Yes, testing is good. One doesn't need any equipment to test. Just pedal 150. I already said that hard efforts will unavoidably create radial forces. One of the first things one learns when starting to ride brevets is that one does not get out of the saddle and hammer up the little risers like one usually does. Instead, one gears down and spins up. Just let those other folks go, you'll see them again later. As they say in the long distance forum, a century is not a long ride. That said, one will always profit even on a 60 mile ride by reducing radial forces as much as is convenient. One TTs any longish ride by riding moderate on the flats and hard on the hills. The ability to reduce radial forces is just a tool, and a very good tool to have in one's toolbox. I do stiff-legged deadlifts and a back machine to strengthen my hamstrings, the Roman chair for my hip flexors.

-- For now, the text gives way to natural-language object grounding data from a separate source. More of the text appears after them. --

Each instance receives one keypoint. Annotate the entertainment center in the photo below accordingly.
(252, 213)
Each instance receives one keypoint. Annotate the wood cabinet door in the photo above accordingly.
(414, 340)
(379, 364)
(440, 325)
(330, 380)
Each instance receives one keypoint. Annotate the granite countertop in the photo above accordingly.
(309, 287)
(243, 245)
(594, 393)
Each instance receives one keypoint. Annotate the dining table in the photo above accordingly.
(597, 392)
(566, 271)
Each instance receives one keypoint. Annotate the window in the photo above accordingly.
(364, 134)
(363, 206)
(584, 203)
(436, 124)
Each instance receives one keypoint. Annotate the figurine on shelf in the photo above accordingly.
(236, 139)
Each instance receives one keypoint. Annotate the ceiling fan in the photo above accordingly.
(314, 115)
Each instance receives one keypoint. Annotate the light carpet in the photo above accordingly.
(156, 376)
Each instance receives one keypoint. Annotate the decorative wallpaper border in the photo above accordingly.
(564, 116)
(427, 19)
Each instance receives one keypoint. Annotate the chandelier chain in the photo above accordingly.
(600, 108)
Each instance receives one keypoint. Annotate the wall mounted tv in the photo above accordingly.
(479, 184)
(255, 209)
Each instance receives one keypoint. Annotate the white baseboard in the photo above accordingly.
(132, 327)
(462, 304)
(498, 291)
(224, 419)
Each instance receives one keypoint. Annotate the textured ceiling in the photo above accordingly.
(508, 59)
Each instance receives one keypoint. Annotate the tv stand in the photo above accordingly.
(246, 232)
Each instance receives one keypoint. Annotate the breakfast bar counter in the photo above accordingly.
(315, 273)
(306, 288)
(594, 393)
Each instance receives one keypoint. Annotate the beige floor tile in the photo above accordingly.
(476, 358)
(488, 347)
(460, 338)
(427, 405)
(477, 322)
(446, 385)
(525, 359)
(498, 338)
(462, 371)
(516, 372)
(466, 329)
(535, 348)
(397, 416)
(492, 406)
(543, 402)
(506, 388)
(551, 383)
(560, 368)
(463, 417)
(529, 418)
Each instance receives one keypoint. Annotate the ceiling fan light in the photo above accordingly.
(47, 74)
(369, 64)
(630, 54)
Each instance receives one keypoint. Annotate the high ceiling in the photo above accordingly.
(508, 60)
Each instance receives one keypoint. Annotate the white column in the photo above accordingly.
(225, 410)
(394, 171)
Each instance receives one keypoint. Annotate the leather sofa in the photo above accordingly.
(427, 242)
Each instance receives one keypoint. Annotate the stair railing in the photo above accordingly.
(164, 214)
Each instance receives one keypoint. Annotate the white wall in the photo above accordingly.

What makes it interesting is that humans are built to exploit ground reaction forces during locomotion. We have millions of years of evolution and decades of daily experience with that built into us. But bicycles are a whole 'nother story. A bicycle is a machine for extracting the maximum amount of energy possible from the human body. It's not natural. Riding efficiently requires a lot of synapse retraining, and not everyone wants to bother with that. Note the many threads about foot retention vs. flats. But if one wants to improve their endurance, trying to reduce radial forces is a good start and strength training will help with that.